Lexikon der Chemie: Silber

Silber, Argentum, Symbol Ag, chem. Element aus der Silbergruppe, Edelmetall; Z 47, Massenzahlen der natürlichen Isotope 107 (51,83 %), 109 (48,17 %), Atommasse 107,868, Wertigkeit I, seltener II, III, Härte nach Mohs 2,7, D. 10,491 g cm-3, F. 960,8 °C, Kp. 2212 °C, elektrische Leitfähigkeit 61,4 Sm/mm2, Standardelektrodenpotential (Ag/Ag+) + 0,799 V.

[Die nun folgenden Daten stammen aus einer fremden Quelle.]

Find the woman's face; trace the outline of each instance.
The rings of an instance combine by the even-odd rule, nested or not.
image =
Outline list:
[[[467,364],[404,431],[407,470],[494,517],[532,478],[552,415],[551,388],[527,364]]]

Eigenschaften. S. kristallisiert oktaedrisch, in einem kubisch-flächenzentrierten Gitter. Es ist sehr weich, schön weißglänzend und polierfähig. Neben Gold ist S. das dehnbarste Metall; es läßt sich zu feinen Drähten ausziehen, wobei ein Draht von 2 km Länge nur ein Gramm wiegt. S. läßt sich ferner zu feinen, blaugrün durchschimmernden Folien von einer Dicke bis zu 0,00025 mm aushämmern. Es hat unter allen Metallen die höchste elektrische und Wärmeleitfähigkeit. Im geschmolzenen Zustand löst S. leicht Sauerstoff, der beim Erstarren der Schmelze unter Aufplatzen der Oberfläche ("Spratzen") wieder entweicht. S. läßt sich sehr gut legieren; durch die sehr wichtige Legierung mit Kupfer wird es härter, ohne den Silberglanz zu verlieren.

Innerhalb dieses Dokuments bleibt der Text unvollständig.